Bank analysts are watching the Slovak currency to see what impact the new ratings will have and whether it is a clear signal for the Slovak crown to firm.
"Higher ratings themselves do not produce a stronger crown. Rather, it is the improved fundamentals themselves that have a lasting impact," Štefanides said.
The analyst explained that Slovakia's reforms and gains in technology associated with foreign direct investment have put Slovakia on a trajectory to outpace its major trading partners in productivity gains, especially those within the Eurozone.
"Productivity outperformance calls for real exchange rate appreciation of the koruna in the longer term," Štefanides said.
However, analysts expect the National Bank of Slovakia (NBS) to respond directly to outperformance by reducing key interest rates in case the crown starts growing too strong.
NBS spokesman Igor Barát told the news wire TASR that the central bank sees no reason at the moment to comment on the crown's development.
"On September 24, the Bank Board will be assessing the current interest rates," Barát noted. He added that NBS considers the Fitch Ratings upgrade as "good news" and an appropriate response to the most recent trends in the economy.
According to Silvia Čechovičová, macroeconomic analyst with the ČSOB bank, the higher rating, previously expected due to the reforms, has already informed the current rate.
"In the long term, it is possible that the ratings improvement will further increase Slovakia's appeal to foreign investors, which will then impact the inflow of foreign investments and further strengthen the crown," Čechovičová told The Spectator.
Kai Stukenbrock told Reuters that the new EU member's fiscal and growth outlook was positive, and that risks associated with tax reform, one of the factors constraining its ratings, had not materialised.
In March, Standard and Poor's changed Slovakia's foreign currency rating, raising it from BBB. Its local currency rating now stands at A- with a stable outlook.
S&P is presently keeping Slovakia's foreign currency rating unchanged, but an upgrade is possible if positive economic development continues, an S&P analyst at the rating agency told Reuters news wire on September 22.
In late May, the International Monetary Fund praised Slovakia's reforms and economic performance.

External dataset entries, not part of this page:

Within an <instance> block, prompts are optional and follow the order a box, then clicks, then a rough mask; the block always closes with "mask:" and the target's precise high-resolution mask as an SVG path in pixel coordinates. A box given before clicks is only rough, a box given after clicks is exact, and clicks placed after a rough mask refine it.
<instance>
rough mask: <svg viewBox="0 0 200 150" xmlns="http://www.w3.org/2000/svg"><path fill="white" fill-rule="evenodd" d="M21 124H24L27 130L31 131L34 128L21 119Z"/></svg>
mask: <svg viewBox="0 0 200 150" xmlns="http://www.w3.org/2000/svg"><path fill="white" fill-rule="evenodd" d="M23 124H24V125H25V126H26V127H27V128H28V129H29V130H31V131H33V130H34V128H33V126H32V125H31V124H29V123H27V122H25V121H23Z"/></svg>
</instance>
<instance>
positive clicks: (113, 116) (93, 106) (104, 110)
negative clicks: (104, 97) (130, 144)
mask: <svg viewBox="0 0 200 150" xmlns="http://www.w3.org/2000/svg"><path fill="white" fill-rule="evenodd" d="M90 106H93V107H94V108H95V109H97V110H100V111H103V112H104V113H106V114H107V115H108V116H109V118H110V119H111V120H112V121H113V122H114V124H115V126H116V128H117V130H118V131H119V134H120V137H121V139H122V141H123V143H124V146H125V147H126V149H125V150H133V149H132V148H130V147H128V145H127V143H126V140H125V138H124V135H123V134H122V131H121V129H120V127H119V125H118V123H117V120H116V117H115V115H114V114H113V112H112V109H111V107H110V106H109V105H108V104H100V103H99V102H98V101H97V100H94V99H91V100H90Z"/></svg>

Although the general Slovak public appears reform-weary and polls rarely reflect the enthusiasm of international institutions, Slovakia remains attractive to foreign direct investment.
In early September, in its analysis "Doing Business in 2005," which evaluates laws and reforms of 145 countries, the World Bank concluded that Slovakia's ambitious reforms in the tax system, labour market and social system ranked Slovakia highest among twenty leading world economies in creating the most beneficial conditions for doing business.